„Alkohol ist im Düsseldorfer Verkehr das häufigste Problem“
Stephania Lanzillotta-Reichstein ist Leiterin der ABV-Prüfstelle für Fahreignung. Sie warnt vor steigendem Drogenkonsum.
Düsseldorf. Dieses Jahr feiert die ABV Gesellschaft für angewandte Betriebspsychologie und Verkehrssicherheit am Konrad-Adenauer-Platz ihr 60-jähriges Bestehen. Seitdem hat sich viel verändert, angefangen beim so genannten „Idiotentest“, der medizinisch-psychologischen Untersuchung (MPU). Die Verkehrspsychologie wird zudem vor zahlreiche neue Herausforderungen gestellt.
Wie stark hat sich Ihre Arbeit in den letzten Jahren verändert?
Stephania Lanzillotta-Reichstein: Den reinen „Idiotentest“, ursprünglich für Hirngeschädigte entwickelt, gibt es ja kaum noch. Heute werden in erster Linie alkohol-, drogen- und punkteauffällige Fahrer untersucht, auch sind zusätzliche Beratungen und verkehrspsychologische Therapiemaßnahmen dazugekommen. Eine deutliche Veränderung zeigt sich aber bei den Autofahrern selbst: Immer mehr werden mit Drogen am Steuer erwischt.
Was sind die häufigsten Gründe für eine MPU? Und wie äußert sich dies in Düsseldorf?
Lanzillotta-Reichstein: In Düsseldorf, wie auch bundesweit, ist Alkohol das häufigste Problem, gefolgt von Drogen und Punkten in Flensburg. Auffällig ist der angestiegene Konsum von aufputschenden Mitteln, wie Amphetamine. Diese Droge macht die Autofahrer euphorisch, die Reaktionsfähigkeit wird zugleich stark beeinträchtigt — eine gefährliche Kombination.
Welche Personengruppen kommen verstärkt zur MPU in Düsseldorf?
Lanzillotta-Reichstein: Es handelt sich wirklich um die verschiedensten Menschen aus allen Schichten.
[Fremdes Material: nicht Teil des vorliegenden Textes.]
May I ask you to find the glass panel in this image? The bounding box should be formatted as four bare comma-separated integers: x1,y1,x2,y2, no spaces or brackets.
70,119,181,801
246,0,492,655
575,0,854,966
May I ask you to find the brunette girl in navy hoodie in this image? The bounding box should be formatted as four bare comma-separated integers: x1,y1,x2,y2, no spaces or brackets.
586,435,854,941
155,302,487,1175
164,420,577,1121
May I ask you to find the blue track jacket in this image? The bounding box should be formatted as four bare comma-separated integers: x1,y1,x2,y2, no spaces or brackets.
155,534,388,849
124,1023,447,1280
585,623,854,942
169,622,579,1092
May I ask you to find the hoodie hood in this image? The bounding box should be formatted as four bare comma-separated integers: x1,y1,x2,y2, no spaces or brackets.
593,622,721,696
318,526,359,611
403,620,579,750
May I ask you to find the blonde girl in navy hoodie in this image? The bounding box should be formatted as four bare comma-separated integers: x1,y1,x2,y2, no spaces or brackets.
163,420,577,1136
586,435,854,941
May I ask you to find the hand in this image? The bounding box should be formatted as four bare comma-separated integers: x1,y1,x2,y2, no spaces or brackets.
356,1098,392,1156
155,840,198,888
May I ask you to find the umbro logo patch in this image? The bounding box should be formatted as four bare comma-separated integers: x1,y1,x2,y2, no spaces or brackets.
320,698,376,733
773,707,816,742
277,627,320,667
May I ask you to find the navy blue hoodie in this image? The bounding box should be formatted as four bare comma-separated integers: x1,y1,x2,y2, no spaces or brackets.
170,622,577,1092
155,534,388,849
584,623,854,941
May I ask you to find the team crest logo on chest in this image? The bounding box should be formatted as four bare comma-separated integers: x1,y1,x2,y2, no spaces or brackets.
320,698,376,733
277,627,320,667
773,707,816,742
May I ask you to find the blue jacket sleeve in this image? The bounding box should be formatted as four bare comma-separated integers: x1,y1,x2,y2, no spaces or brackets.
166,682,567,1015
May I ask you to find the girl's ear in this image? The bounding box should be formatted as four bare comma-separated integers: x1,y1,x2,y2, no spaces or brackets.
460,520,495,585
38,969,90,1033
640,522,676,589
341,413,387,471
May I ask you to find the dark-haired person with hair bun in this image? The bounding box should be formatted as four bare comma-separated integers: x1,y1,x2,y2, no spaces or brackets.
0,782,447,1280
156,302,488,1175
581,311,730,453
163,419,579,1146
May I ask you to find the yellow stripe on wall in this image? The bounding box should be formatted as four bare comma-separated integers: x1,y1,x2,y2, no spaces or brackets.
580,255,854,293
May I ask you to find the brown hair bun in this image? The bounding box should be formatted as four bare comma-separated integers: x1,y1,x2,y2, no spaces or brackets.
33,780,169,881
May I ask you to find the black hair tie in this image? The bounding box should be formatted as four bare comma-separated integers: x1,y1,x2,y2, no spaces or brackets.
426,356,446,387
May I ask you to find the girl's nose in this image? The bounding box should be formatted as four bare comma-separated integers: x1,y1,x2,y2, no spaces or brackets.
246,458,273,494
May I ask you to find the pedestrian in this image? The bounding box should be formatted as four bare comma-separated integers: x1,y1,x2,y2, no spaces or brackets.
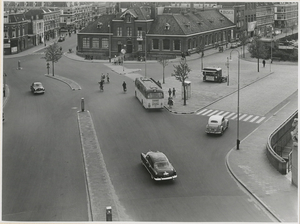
172,87,176,97
157,80,161,88
168,96,173,108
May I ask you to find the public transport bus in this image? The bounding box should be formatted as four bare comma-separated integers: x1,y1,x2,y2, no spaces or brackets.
135,77,164,109
202,67,224,82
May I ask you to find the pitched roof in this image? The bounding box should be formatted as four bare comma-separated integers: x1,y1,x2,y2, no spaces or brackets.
116,7,150,20
9,13,26,23
79,14,115,33
148,9,234,35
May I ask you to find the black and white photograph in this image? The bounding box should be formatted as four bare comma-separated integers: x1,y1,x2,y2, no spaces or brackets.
0,0,299,223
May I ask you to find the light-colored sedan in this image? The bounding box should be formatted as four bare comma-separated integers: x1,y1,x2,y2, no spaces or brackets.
206,115,229,135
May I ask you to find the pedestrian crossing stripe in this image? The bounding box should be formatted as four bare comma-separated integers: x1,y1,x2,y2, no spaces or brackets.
196,109,266,124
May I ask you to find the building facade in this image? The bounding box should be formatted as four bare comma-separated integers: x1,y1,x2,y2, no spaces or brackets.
274,2,298,31
256,2,274,37
3,13,29,55
77,7,235,59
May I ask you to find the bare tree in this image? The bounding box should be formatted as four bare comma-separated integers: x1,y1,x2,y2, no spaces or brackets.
158,58,169,84
172,60,191,106
45,43,62,76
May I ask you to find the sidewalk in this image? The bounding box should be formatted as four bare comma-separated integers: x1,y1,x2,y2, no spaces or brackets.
5,35,298,222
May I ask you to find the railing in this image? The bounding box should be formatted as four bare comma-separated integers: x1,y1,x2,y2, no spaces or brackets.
267,110,298,174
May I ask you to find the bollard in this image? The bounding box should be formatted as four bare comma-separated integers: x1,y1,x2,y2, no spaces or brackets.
81,98,84,112
106,206,112,221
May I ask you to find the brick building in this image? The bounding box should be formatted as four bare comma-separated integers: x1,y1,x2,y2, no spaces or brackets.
3,13,28,54
77,5,236,59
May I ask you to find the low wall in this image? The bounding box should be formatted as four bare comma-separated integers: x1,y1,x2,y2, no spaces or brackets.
267,111,298,174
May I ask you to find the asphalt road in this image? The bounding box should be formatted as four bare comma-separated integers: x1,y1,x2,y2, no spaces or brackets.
2,36,278,222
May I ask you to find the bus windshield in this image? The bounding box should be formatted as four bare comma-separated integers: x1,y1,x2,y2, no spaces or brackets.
147,92,164,99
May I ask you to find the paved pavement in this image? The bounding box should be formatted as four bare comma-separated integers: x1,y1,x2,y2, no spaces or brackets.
4,34,299,223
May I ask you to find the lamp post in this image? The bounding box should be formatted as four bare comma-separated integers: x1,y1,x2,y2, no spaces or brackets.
230,49,240,150
108,24,111,62
225,57,229,86
142,31,147,77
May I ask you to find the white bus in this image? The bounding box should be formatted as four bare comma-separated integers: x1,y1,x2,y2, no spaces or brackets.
135,77,164,109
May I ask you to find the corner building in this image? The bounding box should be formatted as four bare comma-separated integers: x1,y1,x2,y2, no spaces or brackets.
77,5,236,60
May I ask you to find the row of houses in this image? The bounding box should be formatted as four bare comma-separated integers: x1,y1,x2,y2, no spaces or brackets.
3,1,107,54
77,2,298,59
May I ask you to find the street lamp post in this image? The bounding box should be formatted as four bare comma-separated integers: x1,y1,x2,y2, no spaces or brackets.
225,57,229,86
108,25,111,62
230,49,240,150
143,31,147,77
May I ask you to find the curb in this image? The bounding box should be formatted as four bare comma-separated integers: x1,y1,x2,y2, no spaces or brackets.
225,148,282,222
45,74,81,90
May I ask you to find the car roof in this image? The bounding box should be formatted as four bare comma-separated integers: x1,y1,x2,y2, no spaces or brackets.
208,115,223,122
148,151,168,162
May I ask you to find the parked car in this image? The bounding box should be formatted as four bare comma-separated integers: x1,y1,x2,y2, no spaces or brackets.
141,151,177,181
58,36,65,42
206,115,229,135
30,82,45,94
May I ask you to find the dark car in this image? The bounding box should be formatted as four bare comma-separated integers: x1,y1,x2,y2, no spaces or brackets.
205,115,229,135
58,36,65,42
141,151,177,181
30,82,45,94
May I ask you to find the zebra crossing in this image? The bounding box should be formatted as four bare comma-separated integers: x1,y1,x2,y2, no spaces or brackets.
196,108,266,124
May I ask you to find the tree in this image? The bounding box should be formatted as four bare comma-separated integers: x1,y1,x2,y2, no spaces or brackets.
158,58,169,84
239,35,248,58
172,60,191,106
45,43,62,76
248,37,268,72
196,44,204,70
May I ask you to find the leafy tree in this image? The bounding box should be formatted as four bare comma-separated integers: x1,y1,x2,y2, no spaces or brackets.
196,45,204,70
248,37,268,72
158,58,169,84
45,43,62,76
172,60,191,106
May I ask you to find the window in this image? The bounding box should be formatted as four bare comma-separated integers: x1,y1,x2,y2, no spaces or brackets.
127,27,132,37
117,27,122,37
4,29,9,38
173,40,180,51
127,15,131,23
102,38,108,49
92,38,99,48
82,37,90,48
163,39,170,50
152,39,159,50
137,27,143,37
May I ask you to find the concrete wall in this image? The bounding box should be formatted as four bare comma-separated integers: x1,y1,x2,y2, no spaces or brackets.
267,111,298,174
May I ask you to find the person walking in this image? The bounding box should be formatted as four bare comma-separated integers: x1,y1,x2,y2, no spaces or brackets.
168,88,172,97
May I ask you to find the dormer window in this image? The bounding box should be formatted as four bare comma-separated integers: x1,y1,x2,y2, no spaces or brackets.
97,22,103,29
165,23,170,30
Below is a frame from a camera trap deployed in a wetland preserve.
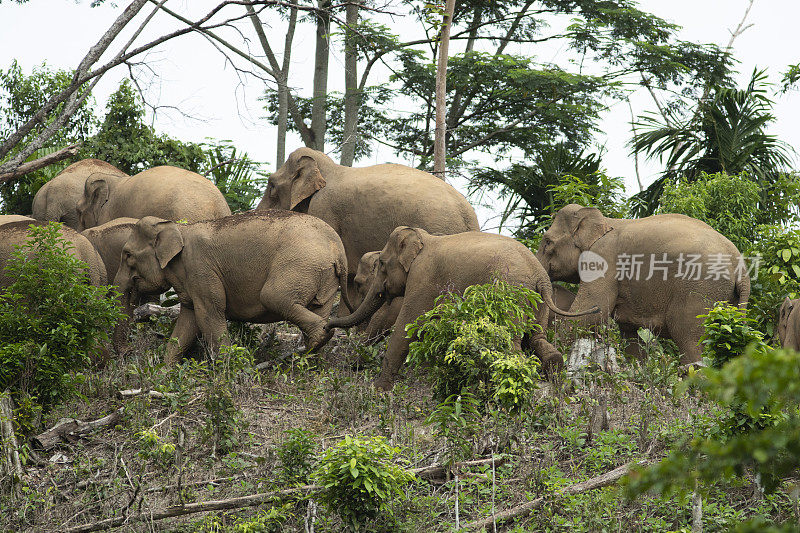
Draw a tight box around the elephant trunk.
[537,278,600,317]
[325,283,386,329]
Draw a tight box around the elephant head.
[328,226,426,328]
[114,217,183,300]
[77,172,119,231]
[256,148,334,211]
[536,204,613,283]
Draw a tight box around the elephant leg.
[373,298,432,391]
[194,303,230,357]
[164,305,200,366]
[259,280,333,352]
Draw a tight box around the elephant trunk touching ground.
[326,284,386,329]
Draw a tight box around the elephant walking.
[256,148,480,308]
[31,159,128,231]
[77,166,231,231]
[114,210,350,364]
[328,226,597,390]
[536,204,750,364]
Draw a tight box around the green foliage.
[627,345,800,496]
[658,172,763,251]
[276,428,317,483]
[0,223,122,407]
[425,393,480,465]
[406,279,542,410]
[202,344,253,456]
[631,70,791,216]
[698,302,766,368]
[747,225,800,337]
[315,435,414,529]
[201,141,267,213]
[0,60,97,213]
[81,78,205,174]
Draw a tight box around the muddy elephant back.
[108,166,231,223]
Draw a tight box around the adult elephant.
[536,204,750,364]
[78,166,231,230]
[31,159,128,230]
[114,210,349,364]
[256,148,480,308]
[328,226,596,390]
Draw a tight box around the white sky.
[0,0,800,228]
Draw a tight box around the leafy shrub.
[406,279,542,410]
[627,345,800,496]
[747,226,800,337]
[0,222,122,414]
[698,302,765,368]
[315,435,414,529]
[425,393,480,465]
[276,428,317,483]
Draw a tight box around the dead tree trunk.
[433,0,456,179]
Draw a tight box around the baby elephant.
[351,250,403,342]
[778,297,800,351]
[328,226,597,390]
[114,210,351,364]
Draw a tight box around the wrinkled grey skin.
[547,283,575,327]
[0,220,107,288]
[256,148,480,308]
[536,204,750,364]
[328,226,596,390]
[0,215,36,224]
[81,218,143,353]
[31,159,128,231]
[114,210,348,365]
[77,166,231,231]
[778,297,800,351]
[352,250,403,344]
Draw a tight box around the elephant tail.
[536,276,600,317]
[334,251,355,313]
[734,262,750,309]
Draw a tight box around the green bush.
[698,302,765,368]
[406,279,542,410]
[747,226,800,337]
[276,428,317,483]
[315,435,414,529]
[0,222,122,414]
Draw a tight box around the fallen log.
[409,457,505,479]
[133,303,181,322]
[0,390,23,485]
[31,407,122,450]
[64,485,322,533]
[464,461,647,530]
[117,389,175,400]
[0,144,81,183]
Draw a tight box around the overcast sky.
[0,0,800,227]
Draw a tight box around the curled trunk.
[327,286,386,329]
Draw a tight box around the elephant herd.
[0,148,788,389]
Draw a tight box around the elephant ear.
[395,227,423,272]
[153,221,183,268]
[289,156,326,210]
[571,207,614,250]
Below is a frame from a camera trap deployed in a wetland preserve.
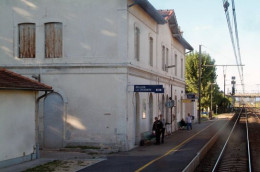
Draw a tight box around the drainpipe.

Wir hatten schon Ärzte, denen der Führerschein wegen Drogenkonsum entzogen wurde, oder Juristen, die ein Alkoholproblem haben, bis hin zur gestressten, frisch geschiedenen Mutter, die sich im Verkehr nicht mehr konzentrieren konnte. Oft spielen die persönlichen Lebensumstände eine wichtige Rolle.
Im Vergleich zu anderen Städten, wie gut fahren die Düsseldorfer?
Lanzillotta-Reichstein: Düsseldorf ist eine Großstadt, mit vielen Autofahrern und Pendlern. Hinzu kommen die vielen Baustellen. Aber dieses Problem hat eine Stadt wie Berlin oder Köln auch. Es ist klar, dass der Rhythmus hier anders ist, als in einem kleinen Ort und dass es öfter knallt.
Was bestimmt denn die charakterliche Eignung zum Autofahren?
Lanzillotta-Reichstein: Das wird je nach Fall entschieden. Beispielsweise muss ein Drogenkonsument andere Voraussetzungen erfüllen als punkteauffällige Fahrer. Es gab auch einmal einen Fall, dass eine Mutter ihr Kind brutal misshandelt hat. Auch sie wurde zur MPU geschickt. Ob jemand ein zu großes Aggressionspotenzial für den Verkehr besitzt, zeigt sich dann in entsprechenden Untersuchungen.
Wie stellt sich die Verkehrspsychologie auf den demografischen Wandel ein?
Lanzillotta-Reichstein: Das ist besonders schwierig, denn es gibt 70-Jährige, die sind fit wie 50-Jährige und umgekehrt. Es bleibt also vorerst freiwillig. Grundsätzlich gilt, dass der Führerschein und die Mobilität für ältere Menschen zur Lebensqualität beiträgt, das darf ihnen nicht sofort genommen werden.
Was sind mögliche Lösungen?
Lanzillotta-Reichstein: Wichtig ist, dass viel Werbung, z.B. bei der Führerscheinstelle, für den freiwilligen Reaktionstest gemacht wird und den Senioren die Wichtigkeit ans Herz gelegt wird. Eine gute Idee ist auch der „Veedels-Führerschein“, mit dem Senioren unter Beschränkungen, z.B. zu bestimmten Tageszeiten in dem ihnen bekannten Wohn-Viertel Besorgungen mit dem Auto machen können, jedoch nicht im gesamten Stadtgebiet.